Мужчины почти не пили, а она выпила уже второй бокал на голодный желудок. Ей было хорошо в этом знакомом месте с этими мужчинами, от которых так приятно пахло дорогим парфюмом.
– А почему они ничего не сказали? – спросил Дронго. – Нужно было остановить спектакль и поменять рапиры.
– Что вы такое говорите, – даже испугалась Светлана, – разве можно останавливать спектакль? И в зале был министр культуры… Нет, так нельзя. Никто не думал, что рапира будет такой острой. А еще эти двое не очень любят друг друга.
– Почему?
– Они у нас главные герои-любовники, если не считать покойного Зайделя. Тот, конечно, мог дать им сто очков вперед. И как мужчина, и как актер, – доверительно сообщила Рогаткина, чуть понизив голос. – А эти два – словно молодые петушки. Суетятся, сами не понимают чего хотят. И еще воевали за внимание нашей примы – Ольги Сигизмундовны Штрайниш-Шаховой. Здесь Федя добился больших успехов. Для Марата она слишком своевольная, он уже привык, чтобы ему все на шею бросались. Но они оба как мужики и в подметки не годятся погибшему Зайделю, – продолжала откровенничать Светлана, даже не понимая, что невольно выдает себя этим замечанием.
– За нашу будущую совместную работу, – провозгласил третий тост Дронго, и она выпила больше половины бокала. Мужчины только пригубили. Светлана подвинула к себе чистую тарелку, переложив на нее часть нарезанных фруктов.
– А может, кто-то подменил рапиру? Наверное, Зайделя не все любили в театре?
– Ему все завидовали, – вздохнула Светлана, – он ведь был ведущий актер. Наш Семен Ильич, это Бурдун, он прямо трясся от злобы, когда видел Натана Леонидовича. Трясся от зависти и ненависти. И Шахова его не любила. Хотя была его первой женой и матерью его сына. Честное слово. Многие об этом даже не знают.
– И остальные? – Дронго сделал знак, чтобы принесли вторую бутылку коньяка.
От выпитого Светлана быстро пьянела. Сказывалось опустошение после спектакля и алкоголь на голодный желудок.
– Все завидовали. Морозов хотел быстрее получить народного, Шунков вообще хочет что-то получить и, наверное, скоро получит. Муж Шаховой для него постарается.
– Тогда получается, что многие не любили Зайделя?

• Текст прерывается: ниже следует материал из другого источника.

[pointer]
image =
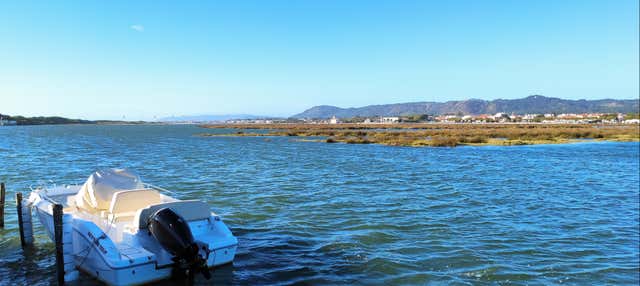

– Я к нему хорошо относилась, – пожала плечами Светлана, – и Марк Давидович его очень любил.
– А ваш режиссер? Зиновий Эммануилович? Он как относился к Зайделю?
– Он говорил всем, что это его лучший актер. Но он ему тоже завидовал. Только не как актеру, а как мужчине. И это всегда было очень заметно. Он даже ревновал его ко всем актрисам. Спрашивал у всех, как именно ведет себя Зайдель при интимных встречах… – Она не сознавала, что уже второй раз бессознательно выдала себя.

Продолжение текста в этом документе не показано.